You talk a big game for a guy employin’ child labor to his f*ckin’ dirty work for him. Why don’t you tell ‘em all while you’re out there runnin’ your mouth about f*ckin’ manhood and dignity like some prepubescent f*ck who thinks talkin’ sh*t’s the fastest avenue to gettin’ his d*ck wt about how you sent your little f*ckin’ assassin boy after my family, you depraved, malignant little f*ck?
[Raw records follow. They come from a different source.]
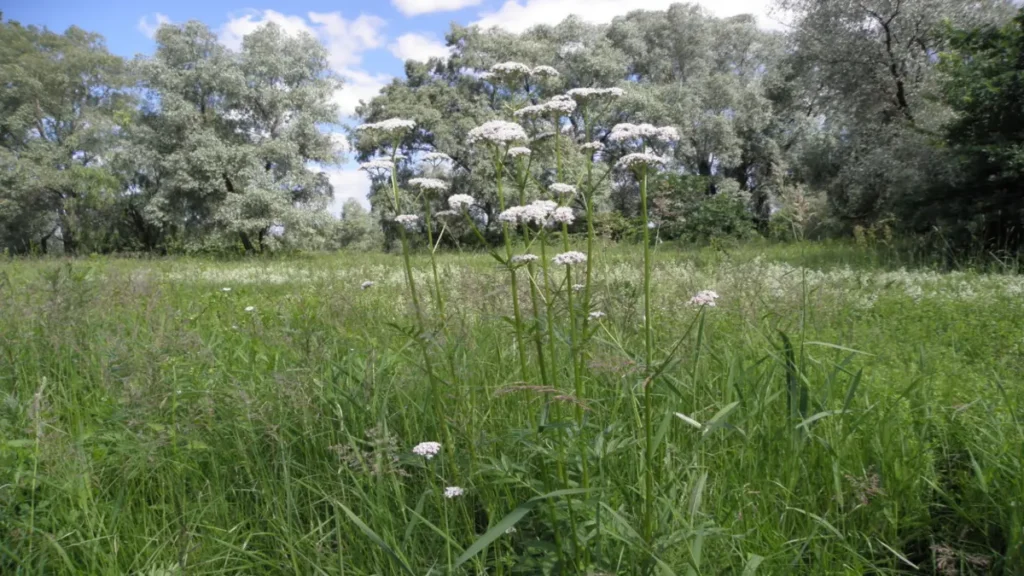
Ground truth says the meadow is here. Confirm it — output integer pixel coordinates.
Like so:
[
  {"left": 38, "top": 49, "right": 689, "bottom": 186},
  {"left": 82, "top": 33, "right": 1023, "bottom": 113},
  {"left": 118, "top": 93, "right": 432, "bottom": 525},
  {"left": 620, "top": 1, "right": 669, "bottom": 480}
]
[{"left": 0, "top": 243, "right": 1024, "bottom": 576}]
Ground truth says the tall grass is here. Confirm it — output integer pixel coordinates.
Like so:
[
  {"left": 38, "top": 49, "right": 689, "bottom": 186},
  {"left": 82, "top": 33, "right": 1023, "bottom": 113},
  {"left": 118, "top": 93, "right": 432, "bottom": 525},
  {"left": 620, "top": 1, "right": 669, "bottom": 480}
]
[{"left": 0, "top": 242, "right": 1024, "bottom": 575}]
Why don’t you go out there and tell the world how you even came to be the whip crackin’ ‘employer’ of a handful of f*ckin’ kids left without a name once you was done with ‘em?
C’mon, Kyzer.
You wanna instill fear?
You wanna transcend humanity?
Own up, kid.
Show ‘em who you f*ckin’ really are.
See, right now? You’re hidin’ in plain sight. I dunno how you float between the lines, nor do I much f*ckin’ care, but you’ve held the world at bay from turnin’ your ass into the next figure thrown into f*ckin’ exile over the fact that you’re a complete f*ckin’ sewer dweller by takin’ shelter beneath the public visage. The suits? The PR folk? Sleater? Far as they’ll tell, this whole thing? You’n me? This is all over a handful of sneak attacks and silly f*ckin’ mind games that have played out over the course of a few weeks for all the world to see. If I was drinkin’ a bit harder, I’d almost buy in to some hairbrained notion that this was another one of your f*ckin’ games, geared at makin’ my ass look weak enough to get all bent out of shape over the sort of sh*t I’ve spent my entire life combatin’.
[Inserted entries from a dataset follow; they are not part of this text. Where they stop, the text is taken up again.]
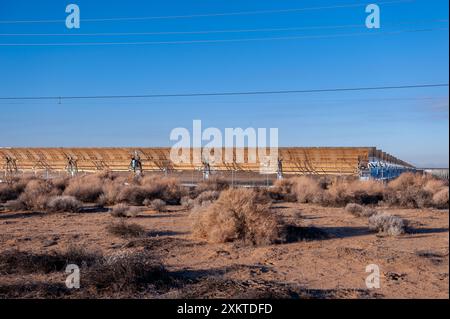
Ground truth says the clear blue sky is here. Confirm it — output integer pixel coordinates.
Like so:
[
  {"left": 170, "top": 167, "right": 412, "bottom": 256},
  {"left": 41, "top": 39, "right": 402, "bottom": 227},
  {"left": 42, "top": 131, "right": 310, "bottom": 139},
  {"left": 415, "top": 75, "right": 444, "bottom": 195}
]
[{"left": 0, "top": 0, "right": 449, "bottom": 167}]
Handy f*ckin’ narrative, isn’t it?
Compellin’.
Attractive.
Best of all?
Full of sh*t.
Just like you.
It’s funny, all of this just now comin’ out. It’s almost like you knew that if this were the runnin’ narrative - if they all knew that this was what this was really all about, you wouldn’t have the slightest f*ckin’ foothold.
You people think I care about this mug I call a face?
Sh*t - this nose’s been smashed more times’n me at my best.
Practically old hat by now.
Know what ain’t?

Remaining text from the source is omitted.